Milyonlarca işçi ve işveren yeni asgari ücretin ne olacağını merakla beklemeye başladı.

Bir taraftan yaşanan ekonomi sıkıntılardan dolayı geçinmekte zorlanan işçiler, diğer taraftan aman işçilere ne versem kabul eder diyerek kendilerinden emin, olan patronlar.

Asgari ücret artışı yapıldığı zaman bakalım kaç tane babasının oğlu işçilerini işten çıkarmadan onlara asgari ücret verecek onu hep göreceğiz.

Daha 2022 yılının temmuz ayında yapılan asgari ücreti bile, çalışanlarına vermeyen sömürücü zihniyet yeni yıldaki asgari ücreti nasıl vereceğinin merakı içerisindeyim.

Öldük, bittik, yandık, bu kadar işçi çalıştırıyoruz devletimize yardım ediyoruz diyenler bakalım işçiler üzerine ne kadar prim alıp işçilerin maaşına ne kadar zam yapacaklar.

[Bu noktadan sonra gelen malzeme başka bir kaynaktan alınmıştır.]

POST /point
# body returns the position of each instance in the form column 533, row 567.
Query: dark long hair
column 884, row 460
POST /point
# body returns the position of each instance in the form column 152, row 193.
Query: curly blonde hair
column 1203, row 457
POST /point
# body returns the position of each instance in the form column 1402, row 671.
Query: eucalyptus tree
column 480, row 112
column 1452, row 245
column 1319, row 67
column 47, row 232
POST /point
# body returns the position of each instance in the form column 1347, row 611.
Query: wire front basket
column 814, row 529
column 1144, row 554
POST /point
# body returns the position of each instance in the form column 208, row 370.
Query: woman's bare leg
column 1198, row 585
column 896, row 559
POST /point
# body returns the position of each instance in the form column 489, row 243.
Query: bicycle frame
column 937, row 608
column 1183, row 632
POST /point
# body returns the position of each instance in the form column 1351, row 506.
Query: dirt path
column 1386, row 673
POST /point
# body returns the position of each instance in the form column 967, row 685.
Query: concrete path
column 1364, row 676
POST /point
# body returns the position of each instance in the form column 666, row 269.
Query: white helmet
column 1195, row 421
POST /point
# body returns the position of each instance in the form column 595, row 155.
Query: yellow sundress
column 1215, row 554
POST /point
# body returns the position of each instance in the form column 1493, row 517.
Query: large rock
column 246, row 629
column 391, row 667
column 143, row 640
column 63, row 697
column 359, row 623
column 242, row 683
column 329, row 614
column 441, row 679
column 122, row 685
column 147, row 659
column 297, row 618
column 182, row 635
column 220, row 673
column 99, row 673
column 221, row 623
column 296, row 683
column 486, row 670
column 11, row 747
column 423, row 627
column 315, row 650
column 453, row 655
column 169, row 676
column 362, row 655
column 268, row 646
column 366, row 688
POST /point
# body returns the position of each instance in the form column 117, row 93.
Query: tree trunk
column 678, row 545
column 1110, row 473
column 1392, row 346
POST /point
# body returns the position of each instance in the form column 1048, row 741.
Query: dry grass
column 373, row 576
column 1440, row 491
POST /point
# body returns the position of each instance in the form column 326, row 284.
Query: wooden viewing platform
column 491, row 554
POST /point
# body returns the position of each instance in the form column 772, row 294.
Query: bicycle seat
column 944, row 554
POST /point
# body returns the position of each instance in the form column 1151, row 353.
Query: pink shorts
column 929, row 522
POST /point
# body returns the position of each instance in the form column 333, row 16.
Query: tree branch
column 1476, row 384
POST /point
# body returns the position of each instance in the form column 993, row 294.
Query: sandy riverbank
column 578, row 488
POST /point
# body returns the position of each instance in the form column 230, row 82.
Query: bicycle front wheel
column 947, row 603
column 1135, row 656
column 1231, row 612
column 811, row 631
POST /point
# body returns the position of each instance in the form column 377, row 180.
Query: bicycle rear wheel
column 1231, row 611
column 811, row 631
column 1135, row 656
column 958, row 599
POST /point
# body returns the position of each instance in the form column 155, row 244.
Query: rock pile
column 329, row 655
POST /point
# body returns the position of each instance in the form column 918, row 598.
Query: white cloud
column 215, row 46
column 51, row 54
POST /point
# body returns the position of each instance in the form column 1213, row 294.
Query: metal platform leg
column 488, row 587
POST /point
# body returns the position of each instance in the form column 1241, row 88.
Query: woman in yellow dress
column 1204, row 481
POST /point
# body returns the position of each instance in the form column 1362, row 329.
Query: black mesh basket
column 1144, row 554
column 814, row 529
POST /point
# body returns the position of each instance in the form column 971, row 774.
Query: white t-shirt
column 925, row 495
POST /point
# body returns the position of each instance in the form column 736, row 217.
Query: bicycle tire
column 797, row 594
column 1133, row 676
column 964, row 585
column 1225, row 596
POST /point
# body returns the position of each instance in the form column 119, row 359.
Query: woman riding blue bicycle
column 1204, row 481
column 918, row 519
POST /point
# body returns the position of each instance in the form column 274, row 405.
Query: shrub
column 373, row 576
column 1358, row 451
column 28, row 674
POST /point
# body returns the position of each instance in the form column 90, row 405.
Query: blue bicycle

Yapılan asgari ücret zammı büyük bir ihtimalle bir lütufmuş gibi işçilere gösterilip bakalım normal çalışma süresi 8 saatten kaç saate çıkarılacak onu zamanla göreceğiz.Bunlar yapıldığı zaman sesini çıkaramayan emekçiler yüz yıl geçse de yaşadıkları hayata bir değer kazandıramazlar.

3 kelimeyi bir araya getiremeyip atadan kalan mal mülk üzerinden patronluk taslayanlar bakalım cahil oldukları kadar adilde olabilecekler mi onun merakı içerisindeyim.

Yarınlara kalacak tek şey haksızlığa eğilmeyen boyunlar ve sömürücü zihniyete paye vermeyenlerdir.

Emekçi sayesinde ekmek kazandığını unutup emekçileri her haktan mahrum eden cahiliye devrinden kalan fosil patronlar bu asgari ücret zammının yüzde kaçını versem, acaba cebime birkaç kuruş girer, acaba nasıl bir tezgâh kurayım da işçileri daha fazla çalıştırayım, zam yaparsam işçileri acaba birkaç saat daha çalıştırır mıyım? İşçilerin hakkını adeta bir lütufmuş gibi nasıl veririm nasıl dengeleri kendime taraf değiştiririm.

Böyle söylemlerin karşılığı ne diye sorarsanız, birkaç kuruş ceplerine koyma savaşı, yani anlayacağınız ortalıkta zenginlik taslayanlar aslında 3 kuruşluk adamlardır. Oysaki işçilerini mutu eden patronlar en büyük zenginliğe sahiptirler, işçiler onlara da daha sadık ve daha vefalıdır.

Onun farkına varmayan akıl fukaraları aslında kendilerine ne kadar fiyat biçtiklerinin farkında bile değildirler. Ezen daima ezmek ister, ta ki ezilen karşılığı verene kadar. Ondan dolayı ezilenler daima hakkını savunması ve emeğinin karşılığını istemesi gerekiyor. Ağlayarak değil, haykırarak, hak alınır.